Essa desobediência é desaprovada pelo ordem imposto, mas é um grande sinal dessa época, é se torna a possibilidade de fazer algo novo, mas que exige um olhar místico da indiferença cruel que nos rodeia. Tem a ver com descobrir na obscuridade, as luzes da esperança. Não devemos entender tudo para saber como agir, deixemos que as energias que buscam a mudança fluam. O primeiro passo é a fé em Deus, na transformação, na ação divina que opera dentro de cada ser humano e que devemos despertar. Então a inteligência virá para propor o caminho concreto.

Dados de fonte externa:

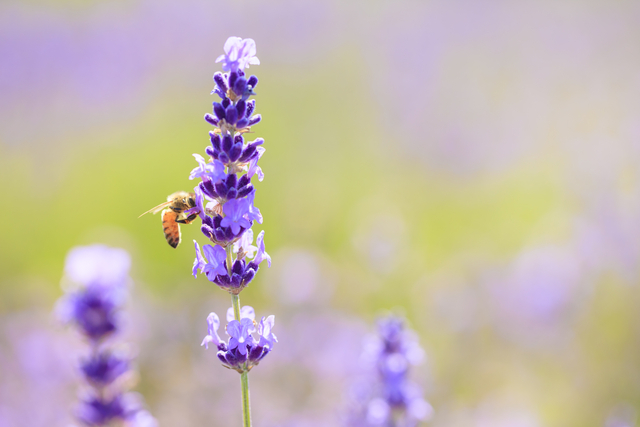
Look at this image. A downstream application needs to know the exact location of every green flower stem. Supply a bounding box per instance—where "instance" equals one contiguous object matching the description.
[226,245,251,427]
[240,371,251,427]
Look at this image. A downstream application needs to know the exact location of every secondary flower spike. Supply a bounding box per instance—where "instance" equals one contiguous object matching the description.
[201,305,278,373]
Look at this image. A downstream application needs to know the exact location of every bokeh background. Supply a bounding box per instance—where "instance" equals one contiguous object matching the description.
[0,0,640,427]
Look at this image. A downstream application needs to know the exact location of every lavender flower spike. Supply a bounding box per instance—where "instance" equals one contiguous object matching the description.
[190,37,277,427]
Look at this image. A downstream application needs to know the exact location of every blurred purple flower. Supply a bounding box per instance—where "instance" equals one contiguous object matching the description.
[345,316,433,427]
[57,245,158,426]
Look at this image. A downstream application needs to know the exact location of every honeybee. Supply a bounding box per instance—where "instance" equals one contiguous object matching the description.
[138,191,198,248]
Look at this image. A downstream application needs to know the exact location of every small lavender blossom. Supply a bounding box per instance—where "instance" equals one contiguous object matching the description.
[216,37,260,71]
[56,245,155,427]
[201,306,278,373]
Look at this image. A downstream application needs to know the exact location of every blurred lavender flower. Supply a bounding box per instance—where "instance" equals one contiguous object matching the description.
[346,316,433,427]
[57,245,156,427]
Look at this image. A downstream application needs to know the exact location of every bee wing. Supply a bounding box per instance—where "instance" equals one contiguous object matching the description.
[138,200,173,218]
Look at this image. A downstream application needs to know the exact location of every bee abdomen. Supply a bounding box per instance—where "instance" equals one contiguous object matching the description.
[162,209,180,249]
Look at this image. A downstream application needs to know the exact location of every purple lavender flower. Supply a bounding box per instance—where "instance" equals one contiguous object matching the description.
[346,316,433,427]
[57,245,155,427]
[189,37,271,298]
[189,37,277,427]
[201,305,278,373]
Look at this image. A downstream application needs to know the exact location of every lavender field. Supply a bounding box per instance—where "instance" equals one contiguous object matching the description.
[0,0,640,427]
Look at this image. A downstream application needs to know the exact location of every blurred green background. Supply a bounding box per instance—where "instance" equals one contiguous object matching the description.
[0,0,640,427]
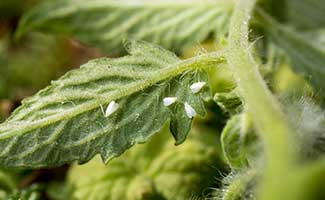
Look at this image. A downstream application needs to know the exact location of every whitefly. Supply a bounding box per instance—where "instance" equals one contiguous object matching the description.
[190,82,207,94]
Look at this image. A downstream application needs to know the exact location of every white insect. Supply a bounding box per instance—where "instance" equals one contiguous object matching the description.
[163,97,177,106]
[190,82,207,94]
[105,101,119,117]
[184,102,196,119]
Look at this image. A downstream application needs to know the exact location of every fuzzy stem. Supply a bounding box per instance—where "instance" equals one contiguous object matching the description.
[226,0,294,200]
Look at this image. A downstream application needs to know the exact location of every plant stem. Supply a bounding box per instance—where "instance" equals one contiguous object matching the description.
[226,0,294,200]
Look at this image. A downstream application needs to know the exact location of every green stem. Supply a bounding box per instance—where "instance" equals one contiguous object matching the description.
[226,0,294,199]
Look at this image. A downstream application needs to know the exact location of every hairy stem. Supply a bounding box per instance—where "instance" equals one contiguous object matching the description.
[226,0,294,200]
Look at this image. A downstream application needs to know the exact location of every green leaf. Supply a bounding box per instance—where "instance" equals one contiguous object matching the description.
[221,114,259,169]
[68,129,218,200]
[214,168,260,200]
[17,0,233,53]
[286,0,325,30]
[260,12,325,96]
[0,42,224,167]
[6,185,43,200]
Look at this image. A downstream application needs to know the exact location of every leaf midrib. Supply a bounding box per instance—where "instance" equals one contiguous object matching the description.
[0,51,225,140]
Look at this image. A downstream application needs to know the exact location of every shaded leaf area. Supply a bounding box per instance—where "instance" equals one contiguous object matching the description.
[0,169,18,199]
[17,0,233,53]
[286,0,325,30]
[0,42,216,167]
[282,96,325,160]
[259,11,325,97]
[259,0,325,31]
[68,129,220,200]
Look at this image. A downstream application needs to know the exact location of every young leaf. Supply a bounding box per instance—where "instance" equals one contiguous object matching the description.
[280,0,325,30]
[68,129,220,200]
[0,42,223,167]
[260,12,325,96]
[17,0,233,53]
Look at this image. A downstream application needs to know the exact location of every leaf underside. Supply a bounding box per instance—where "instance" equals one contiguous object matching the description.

Como disse um grande pastor metodista uruguaio: “É porque eu creio que entendo, é porque creio que abro meus olhos para a racionalidade da fé, é porque amo, que posso entender e posso saber, é porque assumo compromissos e jogo que posso ver além deles, seus frutos” [7]. Não esperemos ver pessoas boas, ver conquistas de curto prazo. Trata-se de correr o risco de um salto de fé, sabendo que há uma humanidade que geme a espera de justiça. Como disse um dos grandes teólogos do século XX, Karl Ranher, uma frase que se tornou uma regula para cada um de nós: “no século XXI, os cristãos serão místicos ou não o serão”.

Notas

[1] Panikkar, Raimon, De la mística. Experiencia de la vida, Ed. Herder, Barcelona, 2007, p. 74
[2] Ibidem, p. 77
[3] De Chardin, Teilhard, Himno del universo, Ed. Taurus, 1971, Madrid, p. 105
[4] Moltmann, Jürgen, El hombre. Antropología cristiana en los conflictos del presente, Ed. Sígueme, Salamanca, 1973, p. 53
[5] Libánio, João.B., Discernimiento y política, Ed. Sal Terrae, Santander, 1977, p.33
[6] Metz, Johann. B., Memoria passionis, Ed. Sal Terrae, Santander, 2007, p. 165.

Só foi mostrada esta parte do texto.